Winters co-chaired the subcommittee that crafts the state’s corrections budget and had carved out a reputation as an advocate for community corrections programs. But the senator was absent for a large part of the session as she received cancer treatment, and she was unable to shepherd through the budget as she normally would have.

“I believe Jackie Winters was taking this thing forward and things were moving in a positive direction and we were all calm, comfortable seeing that we would get the funding,” said Roberts, the Clackamas County sheriff. “Sadly, she passed away.”

Related: Suicide Is The Leading Cause Of Death In Oregon And Washington Jails

Rep. Carla Piluso, a Democrat and former Gresham police chief who co-chaired the budget subcommittee with Winters, noted in a statement to OPB that data "showed a decline in the community corrections population and projected that it would continue declining." She did not address the study indicating that the state was underpaying for services.

Some lawmakers did take notice, however. When the DOC budget passed out of the Legislature's main budget committee, Rep. Mike McLane, R-Powell Butte, refused to support it.

"It's underfunded," said McLane, now a circuit court judge. "The community corrections funding is shockingly reduced. When I look at some of the other things we're doing here ... I just don't know why we would allocate money at those priorities and underfund this."

His comments spurred a retort from Rep. Dan Rayfield, D-Corvallis, one of the committee's chairs, who said lobbyists had "misconstrued" the matter.

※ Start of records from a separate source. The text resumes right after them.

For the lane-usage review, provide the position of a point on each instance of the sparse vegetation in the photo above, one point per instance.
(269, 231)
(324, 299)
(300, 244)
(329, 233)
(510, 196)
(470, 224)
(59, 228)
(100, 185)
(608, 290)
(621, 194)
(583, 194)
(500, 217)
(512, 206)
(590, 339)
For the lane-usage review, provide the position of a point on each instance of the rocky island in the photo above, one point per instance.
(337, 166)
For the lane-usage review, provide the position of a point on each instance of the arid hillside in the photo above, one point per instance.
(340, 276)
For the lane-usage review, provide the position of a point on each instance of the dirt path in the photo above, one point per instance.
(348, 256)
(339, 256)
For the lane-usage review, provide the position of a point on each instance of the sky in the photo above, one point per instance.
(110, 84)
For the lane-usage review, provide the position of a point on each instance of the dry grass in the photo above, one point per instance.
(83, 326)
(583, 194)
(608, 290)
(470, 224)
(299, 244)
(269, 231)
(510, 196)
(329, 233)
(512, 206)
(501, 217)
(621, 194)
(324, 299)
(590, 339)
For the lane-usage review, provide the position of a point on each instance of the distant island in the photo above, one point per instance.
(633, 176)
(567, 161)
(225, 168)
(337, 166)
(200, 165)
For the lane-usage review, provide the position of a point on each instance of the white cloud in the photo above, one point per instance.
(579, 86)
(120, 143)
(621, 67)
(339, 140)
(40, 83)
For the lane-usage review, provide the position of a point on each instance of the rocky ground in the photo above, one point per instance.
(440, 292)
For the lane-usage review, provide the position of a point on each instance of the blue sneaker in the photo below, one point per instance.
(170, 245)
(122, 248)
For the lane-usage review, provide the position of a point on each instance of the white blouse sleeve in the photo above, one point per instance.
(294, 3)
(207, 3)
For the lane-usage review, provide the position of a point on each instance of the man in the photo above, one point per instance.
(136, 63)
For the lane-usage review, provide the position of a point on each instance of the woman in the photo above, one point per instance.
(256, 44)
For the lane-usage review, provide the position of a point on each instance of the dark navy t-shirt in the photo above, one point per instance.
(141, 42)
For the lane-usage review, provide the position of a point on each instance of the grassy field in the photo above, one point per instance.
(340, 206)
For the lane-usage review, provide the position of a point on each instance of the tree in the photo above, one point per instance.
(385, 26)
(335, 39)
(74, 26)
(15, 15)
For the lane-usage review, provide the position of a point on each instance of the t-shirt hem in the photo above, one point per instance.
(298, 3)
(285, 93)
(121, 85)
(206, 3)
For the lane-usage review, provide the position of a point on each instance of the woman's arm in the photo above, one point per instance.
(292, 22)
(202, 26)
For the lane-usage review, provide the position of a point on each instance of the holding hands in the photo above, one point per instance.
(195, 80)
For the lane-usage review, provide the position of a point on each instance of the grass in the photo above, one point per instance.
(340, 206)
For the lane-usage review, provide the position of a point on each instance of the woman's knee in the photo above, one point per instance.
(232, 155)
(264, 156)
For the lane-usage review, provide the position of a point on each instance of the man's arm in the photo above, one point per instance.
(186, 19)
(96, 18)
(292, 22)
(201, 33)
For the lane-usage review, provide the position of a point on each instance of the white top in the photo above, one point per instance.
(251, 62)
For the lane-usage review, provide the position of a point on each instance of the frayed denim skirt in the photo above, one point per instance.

"They will say there is a $50 million reduction, which is patently false and inaccurate," Rayfield said. He contended that the money in the budget was adequate to pay for current service levels.

For its part, Gov. Kate Brown’s office sounded a skeptical note when asked about the decision not to fund counties at an amount the state acknowledges is correct.

Brown did not include any of the money in a proposed budget she released last year. And Kate Kondayen, a spokeswoman for Brown, said the governor was considering asking a third party to review the study that said the state is underpaying for community corrections by tens of millions of dollars.

Brown’s office had previously issued a statement calling for “more transparency” in the money that counties spend and insisting that corrections programs “be evidence-based and require measurement of outcomes.” When asked, Kondayen did not provide examples of areas where dollars weren’t being spent transparently, or there wasn’t adequate evidence for outcomes.

As with almost any program or priority that doesn’t receive requested budget funds, it’s not hard to find examples of people who could be impacted by cuts.

Corey Fuselier, 29, started using hard drugs in high school and in 2013 landed in an inpatient substance abuse program run by the Clackamas County Sheriff's Office. Fuselier said the program helped him identify the habits and tendencies that had led him to abuse heroin.

“Coming here kind of opened my eyes to the fact that it’s not the drugs,” he said. “It’s the way that I think. And it’s based around self-worth stuff and growing up not feeling like I belonged.”

Fuselier graduated from the program, but again lapsed into drug use, racking up charges in Multnomah County for property crime, robbery and assault. Prison seemed a distinct possibility. Instead, he was accepted back into the Clackamas County treatment program, which Roberts said could lose staff and resources as a result of state budgeting.

Today Fuselier is on the verge of completing the program once again, and he believes he is on the path to recovery.

“I owe my life to this place,” Fuselier said. “I was hurting a lot of people, and most of all I was hurting myself, and if I hadn’t been given the chance to come here and also come back here I don’t know where I would be today.”